Also when it comes to liquid coolers, AIO systems are known for reliability problems. If you want a good liquid cooler you need to purchase your parts individually and assemble them yourself. Assemble the hoses, acrylic, or copper tubing yourself using connections that won't let go. You can clamp hoses to barbs. Solid tubing connects similar to plumbing in your house so it's pretty safe.

Now a good air cooler will perform almost as good as a liquid cooler and better than some of them in fact. Air coolers are also reliable. A good one can run on the heatsink alone without the fan so it's fool proof. They are quieter since the fans are isolated inside the case and not on the surface of the case mounted to a radiator. They are cheaper.

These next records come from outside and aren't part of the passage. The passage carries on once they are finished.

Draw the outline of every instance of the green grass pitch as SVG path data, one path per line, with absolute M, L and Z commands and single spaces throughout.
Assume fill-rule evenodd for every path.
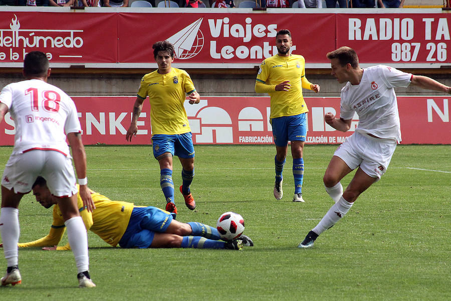
M 299 249 L 332 204 L 322 177 L 336 147 L 305 147 L 306 202 L 296 203 L 291 201 L 290 156 L 284 197 L 276 201 L 273 196 L 274 145 L 195 146 L 194 211 L 178 192 L 181 168 L 176 158 L 174 162 L 177 220 L 214 225 L 221 213 L 236 211 L 244 217 L 245 233 L 255 247 L 243 252 L 122 249 L 89 232 L 96 288 L 76 288 L 71 252 L 21 249 L 23 284 L 0 287 L 0 299 L 451 299 L 451 145 L 398 146 L 381 181 L 313 248 Z M 0 147 L 0 169 L 11 151 Z M 91 188 L 113 200 L 164 208 L 159 170 L 149 146 L 87 146 L 86 151 Z M 344 187 L 353 174 L 342 181 Z M 31 194 L 19 209 L 20 241 L 48 233 L 51 209 Z

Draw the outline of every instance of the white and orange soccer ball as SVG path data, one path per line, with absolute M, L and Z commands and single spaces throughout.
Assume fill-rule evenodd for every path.
M 244 220 L 240 214 L 229 211 L 222 213 L 217 219 L 216 228 L 221 239 L 230 241 L 236 239 L 244 231 Z

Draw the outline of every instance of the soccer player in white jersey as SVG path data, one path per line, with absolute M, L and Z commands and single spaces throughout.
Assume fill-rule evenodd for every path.
M 78 270 L 81 287 L 95 284 L 88 272 L 88 237 L 77 206 L 75 175 L 66 137 L 72 156 L 80 195 L 89 211 L 95 208 L 88 188 L 86 156 L 81 140 L 81 127 L 72 100 L 60 89 L 47 83 L 49 61 L 39 51 L 24 60 L 27 80 L 13 83 L 0 92 L 0 122 L 9 111 L 16 123 L 14 147 L 2 178 L 0 230 L 8 268 L 0 279 L 2 285 L 20 284 L 17 243 L 20 230 L 19 204 L 30 192 L 38 176 L 47 179 L 52 194 L 58 198 L 68 238 Z
M 357 54 L 347 47 L 327 54 L 331 74 L 341 90 L 340 117 L 327 113 L 325 120 L 331 126 L 345 132 L 351 127 L 354 112 L 359 124 L 334 154 L 324 174 L 326 191 L 335 202 L 318 225 L 298 246 L 308 248 L 323 231 L 340 220 L 359 195 L 378 181 L 387 171 L 397 142 L 401 142 L 399 117 L 395 87 L 413 85 L 451 94 L 451 88 L 425 76 L 413 75 L 381 65 L 362 69 Z M 358 168 L 343 192 L 340 183 Z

To be honest I don't see the appeal of AIO systems. They are fixed in assembly so you can't route hoses as you wish. The pumps are of mediocre quality. They are more expensive than a good heatsink. Now if your going for a custom build your own system that's different. It's the hobby aspect and the look. You can put a dye in the water for color and use UV lights, etc... It looks sharp.

I'd say good luck on warranty with deepcool. And replace with a good heatsink. Cryorig H7 is good and well priced. Noctua is the bling bling of heatsinks and the 15 series has 18 dba fans so it's very silent. The noctuas are to drool for but expensive at the $100 point, which when compared to an AIO system is not bad.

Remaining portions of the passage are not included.